The Adventures of OS

RISC-V OS using Rust

Support me on Patreon! OS Blog RSS Feed Github EECS site

This is chapter 9 of a multi-part series on writing a RISC-V OS in Rust.

Table of ContentsChapter 8 → (Chapter 9) → Chapter 10

Block Driver

6 April 2020: Patreon only

13 April 2020: Public

Video & Reference Material

I have taught operating systems at my university, so I will link my notes from that course here regarding the virt I/O protocol. This protocol has changed over the years, but the one that QEMU implements is the legacy MMIO interface.

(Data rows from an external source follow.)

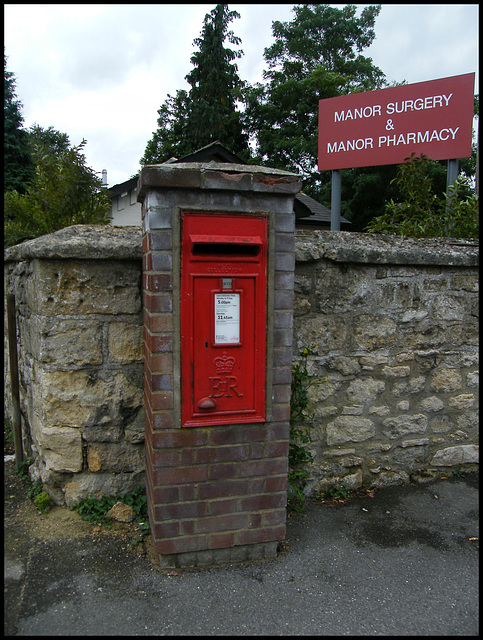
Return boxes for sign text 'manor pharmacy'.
[318,73,475,171]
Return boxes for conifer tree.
[140,4,248,165]
[3,52,35,193]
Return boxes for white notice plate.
[215,293,240,344]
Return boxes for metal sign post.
[330,169,342,231]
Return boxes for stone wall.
[5,226,478,504]
[5,226,144,504]
[294,232,478,493]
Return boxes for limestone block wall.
[4,226,478,504]
[294,232,478,493]
[5,225,144,504]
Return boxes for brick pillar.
[139,163,301,567]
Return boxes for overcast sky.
[4,3,479,186]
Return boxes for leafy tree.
[140,4,248,164]
[27,124,70,162]
[4,138,111,246]
[244,4,385,195]
[3,52,34,193]
[366,154,479,238]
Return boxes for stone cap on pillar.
[137,160,302,202]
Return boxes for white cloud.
[4,4,478,185]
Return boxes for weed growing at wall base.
[288,343,327,511]
[69,487,149,535]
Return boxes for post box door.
[181,214,267,426]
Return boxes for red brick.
[235,525,285,544]
[240,493,286,511]
[154,500,206,522]
[209,531,235,549]
[262,505,287,527]
[150,391,173,411]
[153,449,180,468]
[153,535,208,555]
[144,331,173,353]
[265,440,288,458]
[208,462,238,480]
[196,445,250,464]
[147,231,172,251]
[208,498,242,516]
[144,309,173,333]
[143,289,173,313]
[198,480,250,500]
[151,411,174,429]
[239,458,288,477]
[210,425,242,445]
[143,273,173,291]
[152,487,181,504]
[198,513,248,533]
[265,474,287,491]
[272,404,290,421]
[153,466,206,485]
[153,521,179,538]
[239,425,267,442]
[153,429,208,449]
[144,350,173,373]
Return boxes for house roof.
[109,140,351,226]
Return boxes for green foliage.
[366,154,479,238]
[4,140,111,246]
[323,484,352,500]
[140,4,248,165]
[34,491,52,513]
[3,52,34,193]
[244,4,384,195]
[70,487,149,534]
[288,344,326,511]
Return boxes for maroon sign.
[319,73,475,171]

https://www.youtube.com/watch?v=FyPnYxeH5YU

OS Course Notes: Virt I/O

https://docs.oasis-open.org/virtio/virtio/v1.1/virtio-v1.1.html

The notes above are for a general overview of processes as a concept. The OS we're building here will probably do things differently. Most of that is because it's written in Rust--insert jokes here.

Overview

The VirtIO protocol is a way to communicate with virtualized devices, such as a block device (hard drive) or input device (mouse/keyboard). For this post, I will show you how to write a block driver using the VirtIO protocol.

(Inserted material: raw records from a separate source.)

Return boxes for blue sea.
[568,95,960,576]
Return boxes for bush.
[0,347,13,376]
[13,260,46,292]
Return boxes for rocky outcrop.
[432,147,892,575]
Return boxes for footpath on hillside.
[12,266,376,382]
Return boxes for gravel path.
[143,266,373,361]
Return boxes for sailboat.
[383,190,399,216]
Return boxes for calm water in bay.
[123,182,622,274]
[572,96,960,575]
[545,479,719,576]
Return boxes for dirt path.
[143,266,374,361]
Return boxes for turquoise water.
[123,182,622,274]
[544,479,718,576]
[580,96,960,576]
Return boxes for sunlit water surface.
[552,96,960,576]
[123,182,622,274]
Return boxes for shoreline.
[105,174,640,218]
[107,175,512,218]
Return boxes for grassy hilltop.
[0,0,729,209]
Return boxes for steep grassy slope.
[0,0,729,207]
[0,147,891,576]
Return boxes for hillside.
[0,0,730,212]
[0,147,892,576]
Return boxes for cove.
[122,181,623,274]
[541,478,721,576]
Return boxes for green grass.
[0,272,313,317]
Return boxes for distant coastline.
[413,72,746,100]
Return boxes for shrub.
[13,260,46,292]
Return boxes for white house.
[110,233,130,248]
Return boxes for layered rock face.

The first thing we must understand is that VirtIO is just a generic I/O communication protocol. Then, we have to look at the block device section to see the communication protocol specifically for block devices.

Volatile Pointers

Using memory-mapped I/O generally requires using volatile pointers. This is a specific keyword in C/C++ that tells the compiler that the value at the memory address given by the pointer is subject to change behind the scenes. This means that the compiler cannot optimize it thinking the value doesn't change.

In C/C++, this is a keyword used when declaring the pointer. However, Rust does not have such a keyword. Instead, Rust uses a member of a raw pointer called read_volatile or write_volatile: https://doc.rust-lang.org/nightly/std/primitive.pointer.html#method.read_volatile.

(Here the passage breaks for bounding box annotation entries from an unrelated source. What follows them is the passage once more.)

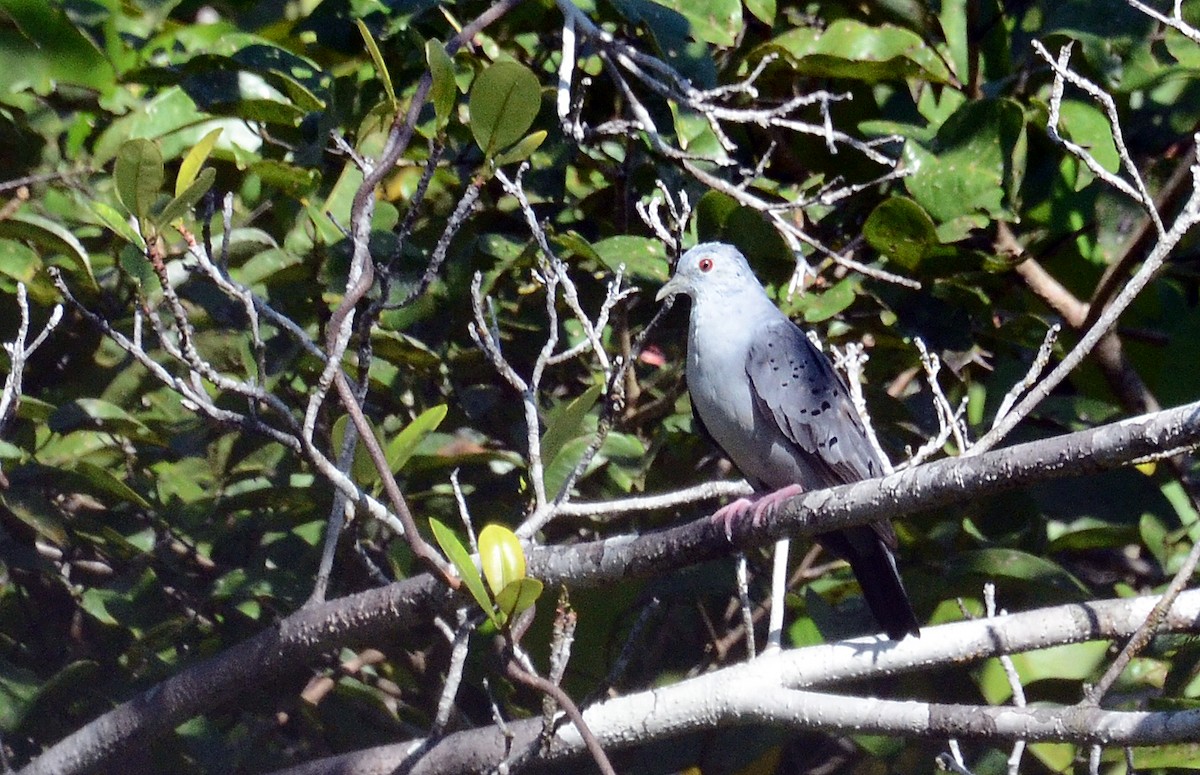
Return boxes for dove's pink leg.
[754,485,804,524]
[713,485,804,539]
[713,494,762,541]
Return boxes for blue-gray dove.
[658,242,920,639]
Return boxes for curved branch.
[274,590,1200,775]
[22,402,1200,774]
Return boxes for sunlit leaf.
[468,61,541,157]
[430,518,494,619]
[175,127,222,198]
[113,138,164,221]
[479,523,526,595]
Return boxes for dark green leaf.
[468,61,541,157]
[155,167,217,226]
[592,234,670,283]
[496,578,545,619]
[425,38,458,127]
[386,404,449,473]
[863,197,941,271]
[541,385,604,470]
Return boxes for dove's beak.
[654,275,683,301]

This can lead to some issues, though not too bad when reading, but a nightmare when writing. There are two different ways to tackle read/writing to MMIO. (1) create a big structure whose fields conveniently align with the offsets or (2) calculate the offsets per read and write. I personally like the convenience and readability of #1 better, however, Rust makes #1 much more difficult. After debugging for a long time, I decided to go with #2. I haven't given up though, but at this point, it's more stubbornness for not much gain.

To help me do this, I created an enumeration with all of the offsets, which is in the VirtIO specification.


#[repr(usize)]
pub enum MmioOffsets {
  MagicValue = 0x000,
  Version = 0x004,
  DeviceId = 0x008,
  VendorId = 0x00c,
  HostFeatures = 0x010,
  HostFeaturesSel = 0x014,
  GuestFeatures = 0x020,
  GuestFeaturesSel = 0x024,
  GuestPageSize = 0x028,
  QueueSel = 0x030,
  QueueNumMax = 0x034,
  QueueNum = 0x038,
  QueueAlign = 0x03c,
  QueuePfn = 0x040,
  QueueNotify = 0x050,
  InterruptStatus = 0x060,
  InterruptAck = 0x064,
  Status = 0x070,
  Config = 0x100,
}

The repr at the start means to represent these as the data type usize, which for a 64-bit system is 64 bits. We don't need this much storage space, but when we add to a pointer, Rust wants a usize, and not a u16.

You will notice, if you read the VirtIO specification, that these are the legacy offsets. That is because QEMU, for the time being, uses the legacy MMIO interface when using VirtIO.

Note About Pointer Offsets

Just like C/C++, when we add a value to a pointer in Rust, it adds it as a scaled offset. This means that if I add 1 to a pointer to a u64, it actually adds 8. The formula is base + offset * size for any pointer.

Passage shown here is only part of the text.